Someone—several people—led him to a bus stop bench and helped him sit. Out of the noise of the traffic and the people talking to him, he heard a girl’s voice cry out.
“Grandpa!”
He was looking in Clare’s face—no, not Clare’s . . . April’s. She was crying and asking what happened and then she was talking to the strangers and one of the strangers said the bleeding had stopped and April was saying thank you and she thought everything would be okay and no it wasn’t necessary to call the police or an ambulance. A man’s voice asked if she was sure and she said she was sure and Bill had closed his eyes until he felt her in front of him.
“Grandpa, you absolutely scared the shit out of me,” April said.
Bill wanted to laugh, but a flash of pain across his forehead made him wince.
“Where did you go?” April continued. “You dropped me at Amtrak but never showed up. I finally realized you might be here, but then I got here and you weren’t. Then I walk out here to find you bleeding and everything. What is going on with you?”

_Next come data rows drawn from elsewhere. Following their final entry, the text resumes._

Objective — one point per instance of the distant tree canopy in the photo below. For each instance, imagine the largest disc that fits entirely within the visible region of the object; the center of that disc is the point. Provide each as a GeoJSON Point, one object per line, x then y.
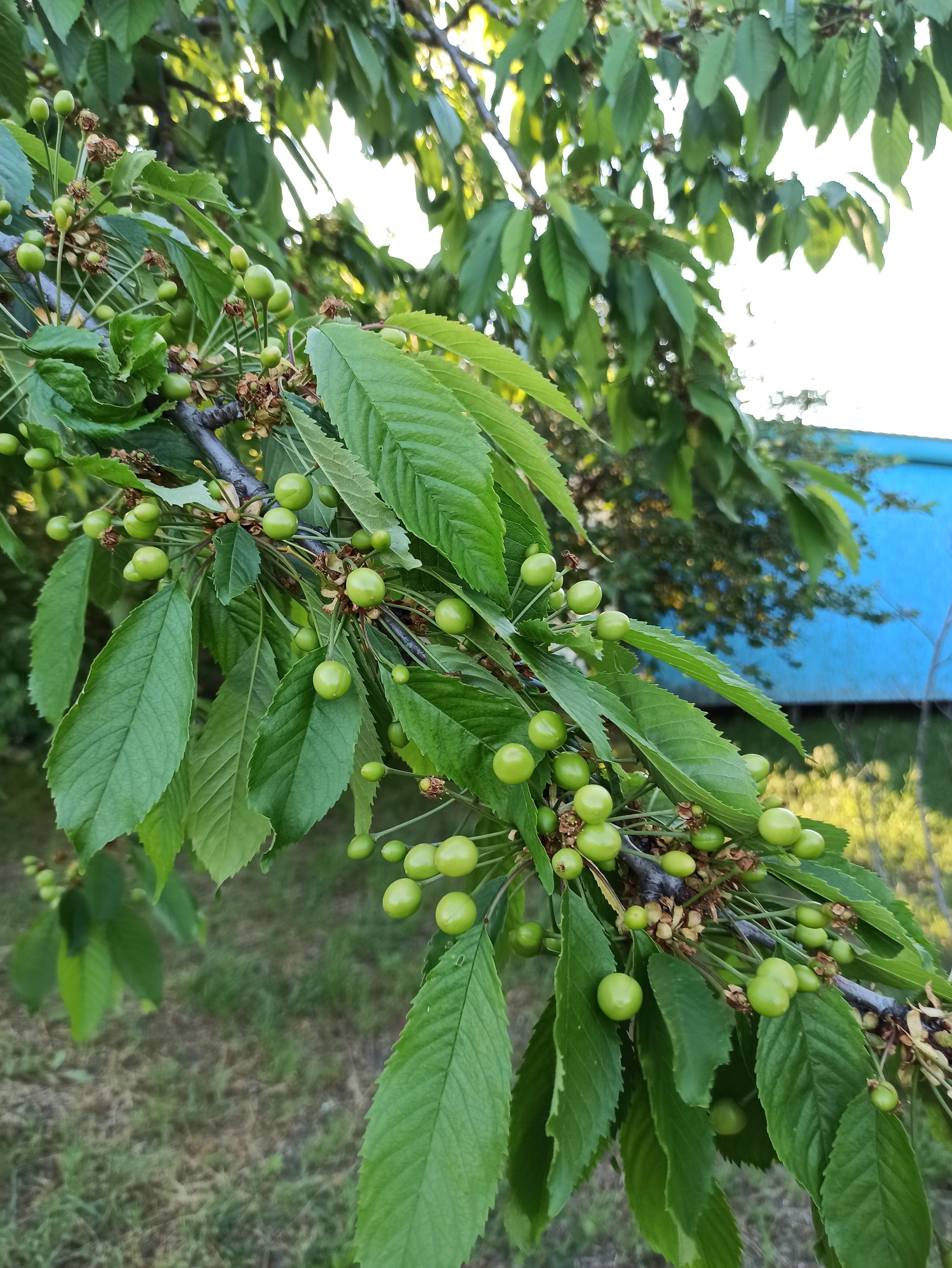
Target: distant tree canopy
{"type": "Point", "coordinates": [585, 277]}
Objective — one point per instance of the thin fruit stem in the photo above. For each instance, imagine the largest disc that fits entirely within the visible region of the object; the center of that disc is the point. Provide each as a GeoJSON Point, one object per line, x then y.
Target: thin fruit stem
{"type": "Point", "coordinates": [60, 276]}
{"type": "Point", "coordinates": [118, 282]}
{"type": "Point", "coordinates": [713, 885]}
{"type": "Point", "coordinates": [59, 142]}
{"type": "Point", "coordinates": [407, 823]}
{"type": "Point", "coordinates": [503, 888]}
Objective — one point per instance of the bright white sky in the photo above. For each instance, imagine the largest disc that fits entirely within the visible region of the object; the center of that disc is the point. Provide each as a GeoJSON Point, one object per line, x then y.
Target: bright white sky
{"type": "Point", "coordinates": [878, 344]}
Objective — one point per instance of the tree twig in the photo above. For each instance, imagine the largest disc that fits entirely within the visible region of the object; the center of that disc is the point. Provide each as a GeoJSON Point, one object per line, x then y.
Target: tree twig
{"type": "Point", "coordinates": [921, 750]}
{"type": "Point", "coordinates": [492, 9]}
{"type": "Point", "coordinates": [483, 111]}
{"type": "Point", "coordinates": [866, 1001]}
{"type": "Point", "coordinates": [8, 246]}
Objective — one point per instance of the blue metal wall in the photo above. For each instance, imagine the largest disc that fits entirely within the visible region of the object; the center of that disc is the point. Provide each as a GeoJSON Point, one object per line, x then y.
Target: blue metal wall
{"type": "Point", "coordinates": [848, 660]}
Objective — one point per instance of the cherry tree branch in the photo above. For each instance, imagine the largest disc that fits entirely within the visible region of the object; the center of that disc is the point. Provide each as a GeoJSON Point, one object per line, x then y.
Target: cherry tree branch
{"type": "Point", "coordinates": [654, 883]}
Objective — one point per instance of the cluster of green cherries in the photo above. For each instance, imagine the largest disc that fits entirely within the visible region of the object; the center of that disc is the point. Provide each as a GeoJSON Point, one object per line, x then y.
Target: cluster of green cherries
{"type": "Point", "coordinates": [147, 563]}
{"type": "Point", "coordinates": [456, 856]}
{"type": "Point", "coordinates": [47, 887]}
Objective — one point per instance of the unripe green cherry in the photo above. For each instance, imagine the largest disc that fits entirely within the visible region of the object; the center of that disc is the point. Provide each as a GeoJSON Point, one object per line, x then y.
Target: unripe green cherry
{"type": "Point", "coordinates": [708, 839]}
{"type": "Point", "coordinates": [304, 640]}
{"type": "Point", "coordinates": [527, 939]}
{"type": "Point", "coordinates": [147, 510]}
{"type": "Point", "coordinates": [175, 387]}
{"type": "Point", "coordinates": [59, 528]}
{"type": "Point", "coordinates": [635, 918]}
{"type": "Point", "coordinates": [611, 627]}
{"type": "Point", "coordinates": [571, 771]}
{"type": "Point", "coordinates": [135, 527]}
{"type": "Point", "coordinates": [727, 1117]}
{"type": "Point", "coordinates": [94, 523]}
{"type": "Point", "coordinates": [813, 917]}
{"type": "Point", "coordinates": [779, 827]}
{"type": "Point", "coordinates": [567, 864]}
{"type": "Point", "coordinates": [40, 459]}
{"type": "Point", "coordinates": [592, 803]}
{"type": "Point", "coordinates": [809, 938]}
{"type": "Point", "coordinates": [767, 996]}
{"type": "Point", "coordinates": [513, 764]}
{"type": "Point", "coordinates": [402, 898]}
{"type": "Point", "coordinates": [583, 596]}
{"type": "Point", "coordinates": [547, 821]}
{"type": "Point", "coordinates": [454, 617]}
{"type": "Point", "coordinates": [599, 842]}
{"type": "Point", "coordinates": [259, 282]}
{"type": "Point", "coordinates": [360, 846]}
{"type": "Point", "coordinates": [807, 981]}
{"type": "Point", "coordinates": [281, 298]}
{"type": "Point", "coordinates": [456, 913]}
{"type": "Point", "coordinates": [757, 766]}
{"type": "Point", "coordinates": [279, 523]}
{"type": "Point", "coordinates": [547, 729]}
{"type": "Point", "coordinates": [31, 258]}
{"type": "Point", "coordinates": [538, 570]}
{"type": "Point", "coordinates": [457, 856]}
{"type": "Point", "coordinates": [419, 864]}
{"type": "Point", "coordinates": [150, 563]}
{"type": "Point", "coordinates": [809, 845]}
{"type": "Point", "coordinates": [293, 491]}
{"type": "Point", "coordinates": [365, 588]}
{"type": "Point", "coordinates": [885, 1097]}
{"type": "Point", "coordinates": [679, 863]}
{"type": "Point", "coordinates": [331, 680]}
{"type": "Point", "coordinates": [619, 997]}
{"type": "Point", "coordinates": [776, 968]}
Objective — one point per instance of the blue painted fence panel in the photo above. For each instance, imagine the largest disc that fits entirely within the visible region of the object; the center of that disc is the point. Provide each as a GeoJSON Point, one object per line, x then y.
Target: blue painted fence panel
{"type": "Point", "coordinates": [845, 660]}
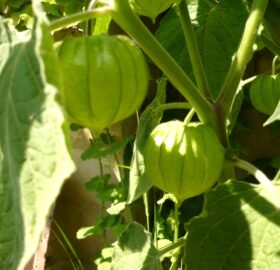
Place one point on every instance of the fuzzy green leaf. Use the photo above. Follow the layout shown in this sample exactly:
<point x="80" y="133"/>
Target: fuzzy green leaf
<point x="135" y="250"/>
<point x="34" y="159"/>
<point x="239" y="229"/>
<point x="218" y="35"/>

Bill wondered if this would be his last coherent thought, this realization that he was sitting at a dirty bus stop; that he didn’t even know the name of the city he was in; that he was not with Clare or with Mike or with Nick or with Marcy; that he was about to break yet another promise, this one to his granddaughter, who was now begging him to say something, to open his eyes.
Bill hadn’t realized he’d closed them. A hot wave—an ocean of pins and tacks and broken bottles—scraped across his forehead, across his temples, and across the back of his head. The pain actually felt pretty good; cleansing, in a way. He waited to be lifted up, he expected to be lifted up so that he could look down on the scene: an old man, a young girl, indifferent life bustling about and around them. Up and up he would go, he knew, until their two figures became small and melted like snow as he rose higher and higher into white.